There is the exoskeleton, half Gundam, half loader a la Sigourney Weaver in the end of Aliens, the burrowing towards the center of the earth of The Core, the killer machines of Terminator. The Wachowski brothers seem to enjoy the superpowers of Marvel comics heroes, such as the variable density of the ghost twins similar to the powers of Marvel Comic’s The Vision, the multiple copies of Jaime Madrox the Multiple Man, the flying after a fist hammer blow like Thor, and the fighting style of Daredevil, using whatever works to take the many adversaries down. It’s hard to resist continuing, and this sort of parsing will make for an army of DVD buyers.

The fight scenes include Neo taking on three upgraded Agents, Neo taking on an increasing number of nearly as strong Smiths, Neo taking on weapons wielders, Trinity and Morpheus taking on ghosts and trucks and Agents – oh my! The fight scene with Smith vs. Neo Burly Brawl with 100 Smiths is shockingly long and detailed. My only quibble is that I never understood whether a Smith could be put down, or only stunned, and why, if Neo could fly, he didn’t just do it sooner. The freeway scene is the ultimate answer to that mock order parents give their kids to, “Go play in traffic!” Seeing how this was made, and hearing the risks that Carrie-Anne Moss took, are another reason to anticipate the DVD.

The Matrix Reloaded is much more than the sum of its scenes, and its reference. Seen in the broadest sense, the film offers its tens of millions (possibly hundreds of millions eventually) of viewers a choice of how they want to manage our civilizations on Earth. Further, the movie summarizes the hardest choices of all time, starting with survival in a hot, hostile environment, creating a community, facing genocide from an overwhelmingly superior opponent.
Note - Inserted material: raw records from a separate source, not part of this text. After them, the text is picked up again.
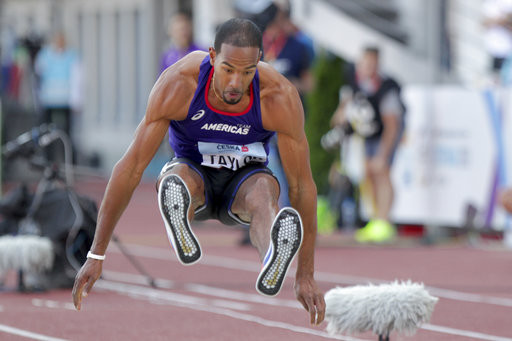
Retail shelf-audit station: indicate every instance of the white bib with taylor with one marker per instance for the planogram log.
(232, 156)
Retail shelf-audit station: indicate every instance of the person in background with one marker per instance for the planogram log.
(291, 57)
(370, 105)
(58, 69)
(497, 20)
(181, 35)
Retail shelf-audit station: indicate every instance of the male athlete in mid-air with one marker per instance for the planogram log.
(221, 109)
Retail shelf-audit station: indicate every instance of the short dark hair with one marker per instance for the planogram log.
(238, 32)
(372, 50)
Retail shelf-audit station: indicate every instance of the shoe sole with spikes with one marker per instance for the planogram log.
(285, 241)
(174, 202)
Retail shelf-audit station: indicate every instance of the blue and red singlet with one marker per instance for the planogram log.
(215, 138)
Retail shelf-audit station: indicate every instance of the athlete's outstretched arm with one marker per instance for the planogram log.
(286, 117)
(169, 95)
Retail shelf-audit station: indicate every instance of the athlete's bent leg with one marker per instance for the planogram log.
(180, 192)
(276, 235)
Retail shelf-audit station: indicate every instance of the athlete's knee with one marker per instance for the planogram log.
(264, 192)
(192, 180)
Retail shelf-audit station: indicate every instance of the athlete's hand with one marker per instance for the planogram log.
(505, 199)
(85, 279)
(311, 298)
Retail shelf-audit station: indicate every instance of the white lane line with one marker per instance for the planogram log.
(236, 264)
(37, 302)
(224, 293)
(159, 295)
(27, 334)
(255, 298)
(136, 279)
(190, 302)
(466, 333)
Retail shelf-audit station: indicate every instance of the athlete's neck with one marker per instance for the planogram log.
(218, 102)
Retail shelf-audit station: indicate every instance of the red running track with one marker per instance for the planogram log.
(216, 300)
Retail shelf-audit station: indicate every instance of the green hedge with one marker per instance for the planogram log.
(321, 104)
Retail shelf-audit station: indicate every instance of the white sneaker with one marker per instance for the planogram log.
(174, 202)
(285, 240)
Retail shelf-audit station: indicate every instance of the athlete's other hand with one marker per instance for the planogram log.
(311, 298)
(85, 279)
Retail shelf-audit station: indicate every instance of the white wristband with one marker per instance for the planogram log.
(93, 256)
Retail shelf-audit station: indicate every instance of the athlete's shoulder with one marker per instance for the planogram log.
(272, 83)
(278, 95)
(187, 66)
(175, 88)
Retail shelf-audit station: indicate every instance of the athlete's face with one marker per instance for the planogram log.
(235, 68)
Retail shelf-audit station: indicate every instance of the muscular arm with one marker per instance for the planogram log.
(168, 101)
(282, 112)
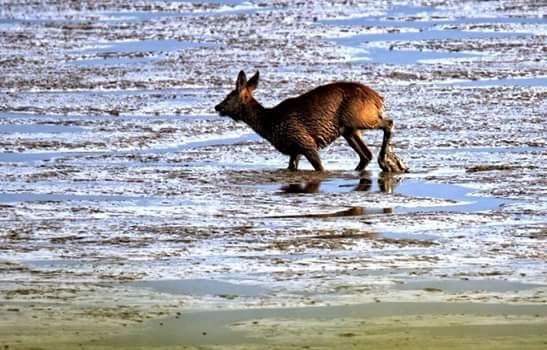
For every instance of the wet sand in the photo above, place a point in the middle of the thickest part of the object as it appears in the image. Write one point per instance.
(132, 215)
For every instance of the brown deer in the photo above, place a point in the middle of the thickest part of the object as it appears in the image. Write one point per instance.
(302, 125)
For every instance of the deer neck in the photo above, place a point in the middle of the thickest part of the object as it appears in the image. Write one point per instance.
(254, 115)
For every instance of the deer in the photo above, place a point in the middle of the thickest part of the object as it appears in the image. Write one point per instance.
(302, 125)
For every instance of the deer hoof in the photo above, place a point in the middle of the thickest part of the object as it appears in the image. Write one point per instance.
(391, 163)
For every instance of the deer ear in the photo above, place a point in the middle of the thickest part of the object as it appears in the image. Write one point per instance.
(253, 82)
(241, 80)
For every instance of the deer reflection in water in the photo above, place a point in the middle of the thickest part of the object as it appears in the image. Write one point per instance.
(386, 183)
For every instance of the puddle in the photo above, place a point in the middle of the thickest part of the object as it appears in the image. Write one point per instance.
(213, 327)
(146, 46)
(524, 82)
(358, 40)
(46, 197)
(202, 287)
(383, 22)
(460, 286)
(465, 202)
(114, 61)
(24, 157)
(38, 129)
(387, 56)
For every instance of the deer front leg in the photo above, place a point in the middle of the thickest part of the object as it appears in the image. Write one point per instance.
(387, 159)
(293, 162)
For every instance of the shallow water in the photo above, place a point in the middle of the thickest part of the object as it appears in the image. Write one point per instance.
(114, 167)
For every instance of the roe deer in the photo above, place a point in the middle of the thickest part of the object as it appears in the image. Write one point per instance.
(304, 124)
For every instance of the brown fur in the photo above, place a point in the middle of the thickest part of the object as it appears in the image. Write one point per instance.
(304, 124)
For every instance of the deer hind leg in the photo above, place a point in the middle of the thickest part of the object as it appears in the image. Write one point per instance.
(387, 159)
(293, 162)
(313, 157)
(356, 142)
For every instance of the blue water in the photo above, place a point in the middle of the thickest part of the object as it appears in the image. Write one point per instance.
(148, 46)
(6, 197)
(359, 40)
(525, 82)
(38, 128)
(403, 186)
(382, 55)
(430, 24)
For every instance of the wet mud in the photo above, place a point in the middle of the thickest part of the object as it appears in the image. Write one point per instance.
(126, 203)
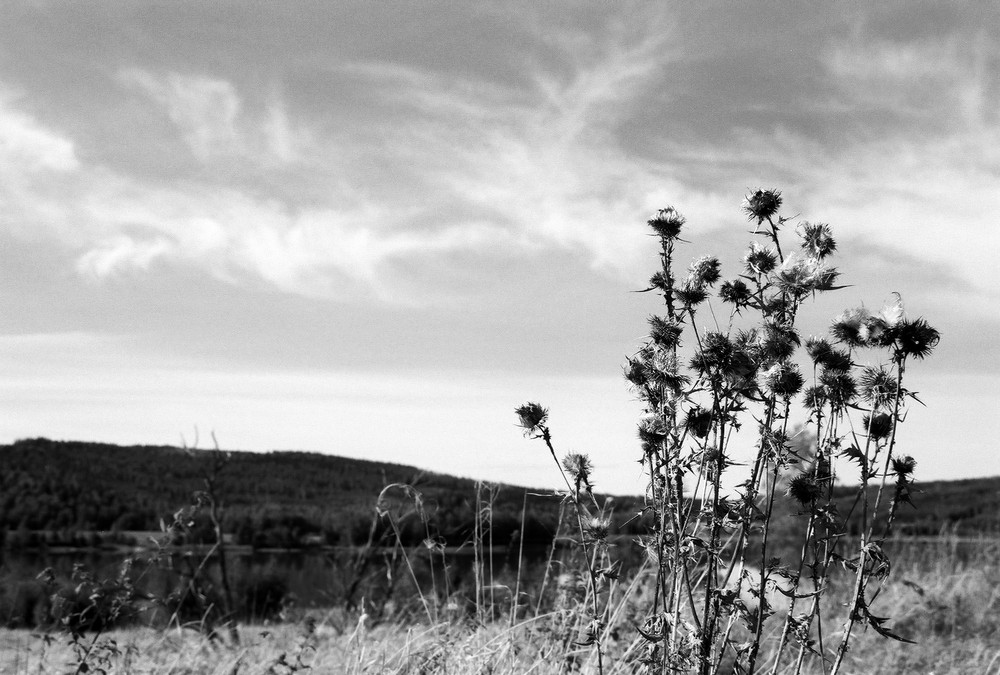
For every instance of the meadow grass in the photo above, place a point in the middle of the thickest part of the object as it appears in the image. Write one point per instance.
(723, 587)
(948, 604)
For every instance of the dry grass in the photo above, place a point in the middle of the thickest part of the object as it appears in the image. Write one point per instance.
(950, 608)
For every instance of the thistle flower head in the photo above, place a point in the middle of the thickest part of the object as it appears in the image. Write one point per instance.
(879, 426)
(691, 293)
(783, 379)
(800, 275)
(762, 204)
(660, 281)
(720, 354)
(777, 342)
(735, 293)
(598, 528)
(849, 327)
(839, 387)
(760, 259)
(578, 466)
(878, 386)
(804, 489)
(892, 313)
(665, 332)
(699, 421)
(915, 338)
(652, 429)
(903, 466)
(814, 398)
(817, 239)
(531, 417)
(705, 270)
(667, 223)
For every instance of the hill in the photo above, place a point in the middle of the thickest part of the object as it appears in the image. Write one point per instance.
(272, 499)
(283, 499)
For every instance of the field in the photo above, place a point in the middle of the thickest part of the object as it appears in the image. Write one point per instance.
(946, 598)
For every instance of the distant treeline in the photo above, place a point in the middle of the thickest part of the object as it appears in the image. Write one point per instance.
(294, 499)
(269, 500)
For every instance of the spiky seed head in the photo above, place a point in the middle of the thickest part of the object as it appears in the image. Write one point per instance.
(817, 239)
(531, 417)
(699, 421)
(736, 293)
(762, 204)
(903, 466)
(814, 397)
(760, 259)
(783, 379)
(804, 489)
(578, 466)
(839, 387)
(879, 426)
(652, 429)
(878, 386)
(665, 332)
(667, 223)
(598, 528)
(705, 270)
(915, 338)
(847, 327)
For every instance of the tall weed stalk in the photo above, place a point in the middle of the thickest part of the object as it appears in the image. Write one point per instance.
(722, 596)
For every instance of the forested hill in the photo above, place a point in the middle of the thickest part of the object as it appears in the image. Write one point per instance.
(285, 499)
(270, 499)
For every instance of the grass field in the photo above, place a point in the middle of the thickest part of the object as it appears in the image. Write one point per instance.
(948, 604)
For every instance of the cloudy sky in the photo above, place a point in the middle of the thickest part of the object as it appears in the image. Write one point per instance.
(373, 229)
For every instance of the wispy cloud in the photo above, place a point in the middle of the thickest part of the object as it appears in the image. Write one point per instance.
(476, 167)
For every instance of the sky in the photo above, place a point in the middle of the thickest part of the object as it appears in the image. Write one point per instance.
(374, 229)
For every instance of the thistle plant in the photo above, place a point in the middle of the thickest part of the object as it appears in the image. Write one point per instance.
(723, 598)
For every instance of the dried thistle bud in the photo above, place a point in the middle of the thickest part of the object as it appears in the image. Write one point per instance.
(915, 338)
(783, 379)
(667, 223)
(903, 466)
(660, 281)
(839, 387)
(878, 386)
(760, 259)
(778, 343)
(652, 429)
(735, 293)
(762, 204)
(578, 466)
(814, 397)
(531, 417)
(699, 421)
(665, 332)
(879, 426)
(691, 293)
(705, 270)
(598, 527)
(817, 239)
(804, 489)
(849, 327)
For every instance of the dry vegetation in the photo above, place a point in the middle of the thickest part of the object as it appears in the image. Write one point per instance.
(763, 578)
(950, 608)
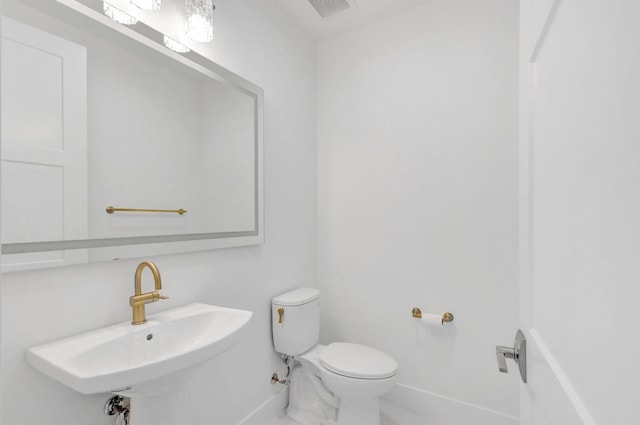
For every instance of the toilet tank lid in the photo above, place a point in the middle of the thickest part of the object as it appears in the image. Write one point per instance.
(297, 297)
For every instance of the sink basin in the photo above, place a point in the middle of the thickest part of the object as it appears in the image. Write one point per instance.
(120, 357)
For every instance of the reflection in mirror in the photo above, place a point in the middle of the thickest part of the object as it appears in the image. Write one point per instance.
(97, 114)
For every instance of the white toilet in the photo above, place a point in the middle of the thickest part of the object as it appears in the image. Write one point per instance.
(339, 383)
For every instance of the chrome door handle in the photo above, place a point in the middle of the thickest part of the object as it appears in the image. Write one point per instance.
(518, 353)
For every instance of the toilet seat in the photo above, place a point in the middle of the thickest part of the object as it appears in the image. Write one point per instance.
(357, 361)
The sentinels (the machines that look like sperm or Rastafarian robot heads with natty metal dreads) can even whip around like a dog chasing its tail and throw bombs, harkening back to when apes started to throw rocks simultaneously, and, according to some, also started civilization at the same time.
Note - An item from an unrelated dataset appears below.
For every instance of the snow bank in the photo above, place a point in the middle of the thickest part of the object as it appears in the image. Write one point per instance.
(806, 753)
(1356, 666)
A few hours before seeing The Matrix Reloaded I gave the keynote to CENIC, the organization that has linked every university with ten Gigabits per second, and every school with one Gbps, so that ankle biters are now gigabyters. CENIC wants to bring this broadband to every home: “Gigabit or bust!” is their slogan, and they are looking for the killer app. In my talk, I said that immersive, photorealistic simulation was essential. After seeing all the homicidal software attacking the humans, I think looking for the “killer app” is an odd choice of words. Be careful what you ask for. You may get it.

According to evolutionary taxonomy, "ontogeny recapitulates phylogeny”, which means that the physical development of an organism unfolds through stages that retrace the evolutionary physical development of the individual’s species. The Matrix Reloaded is a reflection of the vast human historical journey. Future generations will say, “Wachowskis recapitulate humanities.” Take a bow, gentlemen. You did a great job.

After the longest, most heavily populated credit crawl at the end of movie ever the trailer for the final film is shown. The Matrix Revolutions show the exoskeletons and hovercraft in action, and Neo in a chubby rain-drenched showdown with Agent Smith. I’m counting the days until this winter for the conclusion of the Matrix trilogy.